Ben SellsRiverside president-elect

While many people either didn’t much care or intentionally chose to take a pass on Tuesday, Riverside held an election for its village president and trustees. The election was uncontested, which helps to explain the very low voter turnout — 21.61 percent, according to the Cook County Clerk.

But with the election of Ben Sells as president and Patricia Collins, Ellen Hamilton and Doug Pollock as trustees, those who follow local government in Riverside will soon see a number of changes in the way the village board conducts its business.

In an interview with the Landmark on April 10, Sells laid out his immediate agenda for the new board. At the heart of his agenda is beginning to implement some recommendations from the Chicago Metropolitan Agency for Planning’s downtown comprehensive plan, which the village board is expected to adopt on April 15.

“I don’t want to get pulled in too many directions at once,” said Sells. “What I want to focus on is river access and the central business district.”

Part of that process will be to forego the board’s tradition of holding just one business meeting during summer months. Instead, the village board will meet twice a month through the summer to begin tackling the CMAP plan, Sells said.

“I want to have a meeting prioritizing the CMAP recommendations. By having two meetings per month, it will give us a chance to focus on that,” Sells said.

Sells said that one part of the CMAP plan he’d also like to address is the recommendation to streamline the approval process for new development in the village. Currently, anyone seeking to develop land in Riverside must go through an often cumbersome process involving multiple advisory commissions.

Upon taking office after being sworn in on May 6, Sells said he will send letters to all commissions asking them to study their establishment ordinances and get input on modifying the commissions’ duties, particularly ones that overlap with each other.
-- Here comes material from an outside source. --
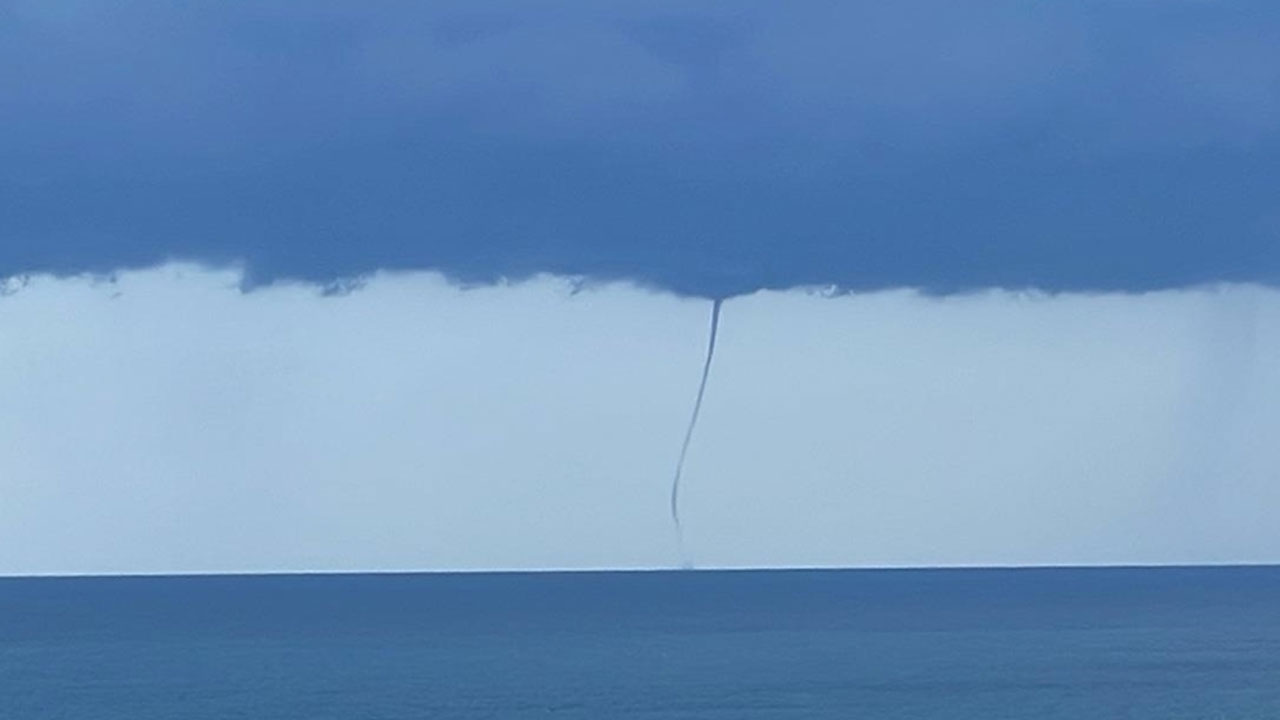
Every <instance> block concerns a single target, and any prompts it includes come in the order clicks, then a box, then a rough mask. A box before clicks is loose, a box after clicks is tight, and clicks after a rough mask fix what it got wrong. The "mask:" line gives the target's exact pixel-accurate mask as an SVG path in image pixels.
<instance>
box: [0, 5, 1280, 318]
mask: <svg viewBox="0 0 1280 720" xmlns="http://www.w3.org/2000/svg"><path fill="white" fill-rule="evenodd" d="M0 96H3V97H4V99H5V108H6V110H5V132H4V133H3V136H0V158H3V161H0V277H5V275H13V274H20V273H40V272H50V273H55V274H73V273H78V272H86V270H87V272H111V270H116V269H120V268H134V266H146V265H152V264H156V263H161V261H166V260H172V259H187V260H197V261H204V263H212V264H236V265H239V266H243V268H244V270H246V272H247V281H246V282H247V283H250V284H255V283H265V282H270V281H274V279H279V278H298V279H307V281H316V282H321V283H329V282H334V281H340V279H343V278H352V277H358V275H362V274H366V273H371V272H376V270H379V269H438V270H442V272H444V273H445V274H448V275H451V277H452V278H454V279H460V281H466V282H488V281H494V279H498V278H520V277H527V275H532V274H536V273H543V272H545V273H554V274H562V275H576V277H586V278H589V279H602V281H607V279H614V278H625V279H630V281H634V282H636V283H640V284H648V286H655V287H662V288H667V290H672V291H676V292H680V293H687V295H696V296H705V297H726V296H732V295H737V293H748V292H751V291H755V290H759V288H785V287H791V286H801V284H820V286H826V284H835V286H838V287H842V288H850V290H867V288H884V287H897V286H908V287H919V288H924V290H927V291H937V292H947V291H952V290H968V288H975V287H983V286H1001V287H1039V288H1044V290H1051V291H1073V290H1120V291H1142V290H1152V288H1165V287H1175V286H1184V284H1197V283H1211V282H1220V281H1247V282H1258V283H1274V282H1275V281H1276V279H1277V270H1280V250H1277V245H1280V243H1277V238H1280V211H1277V210H1276V205H1275V195H1276V188H1277V187H1280V131H1277V128H1280V5H1276V4H1275V3H1270V1H1262V0H1258V1H1242V3H1230V4H1228V3H1199V1H1187V0H1174V1H1167V3H1155V1H1152V3H1147V1H1137V3H1112V1H1096V0H1094V1H1084V3H1014V1H984V3H979V4H966V5H956V4H954V3H941V1H919V3H895V4H873V3H856V4H849V3H809V4H801V5H795V4H790V5H782V4H765V3H703V4H696V5H690V4H687V3H664V1H648V3H616V4H609V5H608V6H607V8H603V6H600V5H599V4H594V3H567V4H564V5H563V6H562V8H561V9H559V10H557V12H556V13H548V12H545V10H544V9H532V8H527V6H525V5H521V4H516V3H506V1H504V3H485V1H481V3H468V4H466V5H465V6H462V5H454V6H451V8H444V6H428V5H422V4H415V3H381V4H375V5H367V6H361V8H356V6H355V5H352V4H349V3H307V4H297V3H270V1H269V3H253V4H205V5H174V4H168V3H146V1H132V3H113V4H78V3H64V4H49V3H35V1H29V0H22V1H10V3H5V4H4V5H3V6H0Z"/></svg>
“It’s time to take a fresh look at how we do things,” said Sells, noting that one option, an idea from Village Manager Peter Scalera, might be to make the village’s Plan Commission a kind of “super-commission” populated by members of the various advisory commissions in the village and making that body the clearinghouse for development matters.

Meetings moving to Thursdays

In addition to those possible changes, Riverside’s village board will change its meeting date and time. Beginning in June, the Riverside village board will move its meetings to the first and third Thursdays of each month at 7 p.m.

The reason for the change is to accommodate the work schedule of new trustee Doug Pollock, who works as village planner for Burr Ridge. That village’s meetings coincide with Riverside’s, and Pollock is required to be at those meetings as part of his job, said Sells.

While the board won’t return to the practice of holding separate, discussion-only committee-of-the-whole sessions, Sells said meeting agendas won’t be rigidly set. Instead, he explained, he may set the order of the agenda at the beginning of each meeting and set aside a portion of each meeting for “consideration,” or a general, open discussion of ideas.

“We’ll experiment with different ways of running meetings,” said Sells, who is also going to discontinue the practice of assigning trustees as liaisons to departments, such as public safety, public works, building and recreation. Trustees will also no longer read the staff-prepared resolutions or ordinances up for consideration.

Instead, he said, staff members responsible for researching and writing the proposed resolutions and ordinances will present the items to the board. The goal, he said, is to involve staff members more in the process.

The only area where board members will still actively serve as liaisons is finance. Sells wasn’t sure exactly how that role would play out, whether one or two trustees would serve as chairs of finance or whether he might create a finance committee of both trustees and staff to handle those issues.

Trustees, however, will retain their roles as liaisons to the various advisory commissions of the village, Sells said.